We're getting to a point that is outside of my mathematical prowess. Everything we've searched on so far has been using the L2 operator, the L2 comparison function, and that is a Euclidean comparison. Now this is the point, where as not a mathematician, we start to get outside the bounds of my understanding, but I do want to talk to you about the difference between three operators that you can use and where you might use one versus the other.

This is the L2 operator that we have been using. That is probably a totally fine default. There is also the cosine operator and the cosine operator looks like that. We've got that in there as well. The cosine operator looks like that. There is another operator called the L1, and these are just different ways to compare the underlying embeddings. The L1 operator is a plus sign and then there's another one called the inner product and this guy is a pound sign. What do we even call that, hashtag? It's been so long, number sign. These are the different operators.

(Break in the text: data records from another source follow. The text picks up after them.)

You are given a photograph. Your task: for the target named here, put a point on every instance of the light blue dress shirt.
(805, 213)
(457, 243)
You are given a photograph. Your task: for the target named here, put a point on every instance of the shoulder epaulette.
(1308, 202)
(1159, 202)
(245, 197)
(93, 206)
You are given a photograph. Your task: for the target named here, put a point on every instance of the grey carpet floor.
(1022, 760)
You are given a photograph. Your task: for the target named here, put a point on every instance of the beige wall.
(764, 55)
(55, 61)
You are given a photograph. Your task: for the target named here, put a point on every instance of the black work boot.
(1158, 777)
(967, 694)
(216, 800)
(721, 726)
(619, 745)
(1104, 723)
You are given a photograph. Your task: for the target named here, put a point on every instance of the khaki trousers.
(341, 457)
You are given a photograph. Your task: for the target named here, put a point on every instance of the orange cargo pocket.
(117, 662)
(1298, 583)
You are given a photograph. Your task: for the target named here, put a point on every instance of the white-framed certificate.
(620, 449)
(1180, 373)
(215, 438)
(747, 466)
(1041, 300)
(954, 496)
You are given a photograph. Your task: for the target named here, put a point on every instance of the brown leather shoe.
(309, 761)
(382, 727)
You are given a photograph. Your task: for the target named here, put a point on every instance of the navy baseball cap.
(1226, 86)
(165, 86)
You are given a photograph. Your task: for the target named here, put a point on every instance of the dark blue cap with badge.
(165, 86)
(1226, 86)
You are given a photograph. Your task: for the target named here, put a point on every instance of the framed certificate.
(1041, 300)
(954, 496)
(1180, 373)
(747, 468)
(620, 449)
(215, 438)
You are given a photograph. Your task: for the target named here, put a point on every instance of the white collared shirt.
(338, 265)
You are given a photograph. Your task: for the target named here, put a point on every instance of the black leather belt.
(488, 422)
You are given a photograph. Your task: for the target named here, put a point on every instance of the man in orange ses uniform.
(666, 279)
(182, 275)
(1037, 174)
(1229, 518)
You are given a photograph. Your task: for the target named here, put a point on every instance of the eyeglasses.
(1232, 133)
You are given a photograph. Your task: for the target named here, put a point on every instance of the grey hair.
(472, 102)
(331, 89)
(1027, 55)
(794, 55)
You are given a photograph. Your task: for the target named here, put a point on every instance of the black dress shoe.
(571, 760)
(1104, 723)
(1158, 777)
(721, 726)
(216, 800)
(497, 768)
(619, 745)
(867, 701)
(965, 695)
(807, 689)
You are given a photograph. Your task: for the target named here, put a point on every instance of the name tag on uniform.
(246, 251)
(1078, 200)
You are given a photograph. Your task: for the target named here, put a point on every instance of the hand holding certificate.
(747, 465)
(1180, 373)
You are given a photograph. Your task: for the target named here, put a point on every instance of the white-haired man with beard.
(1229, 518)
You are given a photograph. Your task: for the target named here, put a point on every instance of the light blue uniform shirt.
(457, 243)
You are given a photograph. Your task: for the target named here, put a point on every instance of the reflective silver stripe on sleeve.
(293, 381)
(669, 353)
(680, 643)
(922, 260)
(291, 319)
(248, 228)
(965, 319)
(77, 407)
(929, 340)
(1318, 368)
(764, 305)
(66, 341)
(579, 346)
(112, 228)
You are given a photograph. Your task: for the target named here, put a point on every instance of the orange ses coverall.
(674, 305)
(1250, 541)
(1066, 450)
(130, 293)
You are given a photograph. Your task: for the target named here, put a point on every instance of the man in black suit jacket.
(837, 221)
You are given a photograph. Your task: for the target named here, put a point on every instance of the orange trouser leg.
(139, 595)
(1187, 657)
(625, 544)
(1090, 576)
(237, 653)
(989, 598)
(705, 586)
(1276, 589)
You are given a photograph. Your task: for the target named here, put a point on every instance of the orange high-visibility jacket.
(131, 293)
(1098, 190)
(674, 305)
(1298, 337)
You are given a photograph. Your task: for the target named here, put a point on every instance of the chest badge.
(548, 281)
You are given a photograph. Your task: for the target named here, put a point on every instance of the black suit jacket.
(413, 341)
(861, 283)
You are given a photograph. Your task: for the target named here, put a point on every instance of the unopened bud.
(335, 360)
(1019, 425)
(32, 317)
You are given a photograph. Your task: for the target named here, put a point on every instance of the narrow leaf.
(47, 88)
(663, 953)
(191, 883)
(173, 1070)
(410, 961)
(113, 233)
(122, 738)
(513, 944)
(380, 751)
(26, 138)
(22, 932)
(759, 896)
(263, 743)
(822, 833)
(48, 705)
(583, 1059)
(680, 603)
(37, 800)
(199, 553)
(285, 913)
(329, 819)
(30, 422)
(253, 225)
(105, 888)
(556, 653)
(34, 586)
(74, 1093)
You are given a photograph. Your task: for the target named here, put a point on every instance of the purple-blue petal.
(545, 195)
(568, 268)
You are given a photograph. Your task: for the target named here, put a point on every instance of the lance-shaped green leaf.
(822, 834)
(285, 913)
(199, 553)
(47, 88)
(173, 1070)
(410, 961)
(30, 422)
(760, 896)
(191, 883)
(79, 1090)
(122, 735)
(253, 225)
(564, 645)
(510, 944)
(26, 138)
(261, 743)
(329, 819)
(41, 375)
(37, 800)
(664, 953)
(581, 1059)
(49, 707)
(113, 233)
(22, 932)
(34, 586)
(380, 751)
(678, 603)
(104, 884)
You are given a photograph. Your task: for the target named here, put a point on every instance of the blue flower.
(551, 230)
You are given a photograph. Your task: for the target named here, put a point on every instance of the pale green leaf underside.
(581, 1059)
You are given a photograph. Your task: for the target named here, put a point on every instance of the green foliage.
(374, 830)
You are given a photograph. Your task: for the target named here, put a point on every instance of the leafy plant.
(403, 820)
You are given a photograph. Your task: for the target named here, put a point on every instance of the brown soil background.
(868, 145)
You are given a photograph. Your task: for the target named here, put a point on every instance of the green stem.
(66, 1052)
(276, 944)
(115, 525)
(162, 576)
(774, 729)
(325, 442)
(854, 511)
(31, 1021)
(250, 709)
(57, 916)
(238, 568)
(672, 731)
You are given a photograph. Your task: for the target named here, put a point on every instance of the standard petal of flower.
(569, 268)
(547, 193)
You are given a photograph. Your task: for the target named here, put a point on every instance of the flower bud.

Now, which one should you choose? Great question, it kind of depends. If you read the docs on PG Vector, it says when the embeddings are normalized, such as with Open AI, the inner product is going to be the most performant. If you go read some of the deeper technical papers from Open AI, it says it doesn't really matter, it does actually say it doesn't matter that much, but it recommends the cosine operator when the vectors have been normalized. Some of this depends on the data, some depends on the model that you're using, L1 is very resilient to big outliers or anomalies, where L2 can be skewed. I'm just looking for like a right down the middle, 80, 90, 95% use case.

According to Open AI, the cosine similarity is that, and according to PG Vector, the inner product is that, L2 is a very well understood, very commonly used distance comparison for vectors. Between the three of those, you'll find one that works very well for your use case. Take into consideration the model and their recommendation for comparing the vectors that they give you 'cause that's pretty important. When we look at indexing in the next video, we will continue to talk about these operators 'cause some of these indexes have flags that you can pass based on the operator that you plan to use. Again, this is a little bit above my pay grade in the mathematical sense, and so when you're considering what operator to use, you have to test it against your data.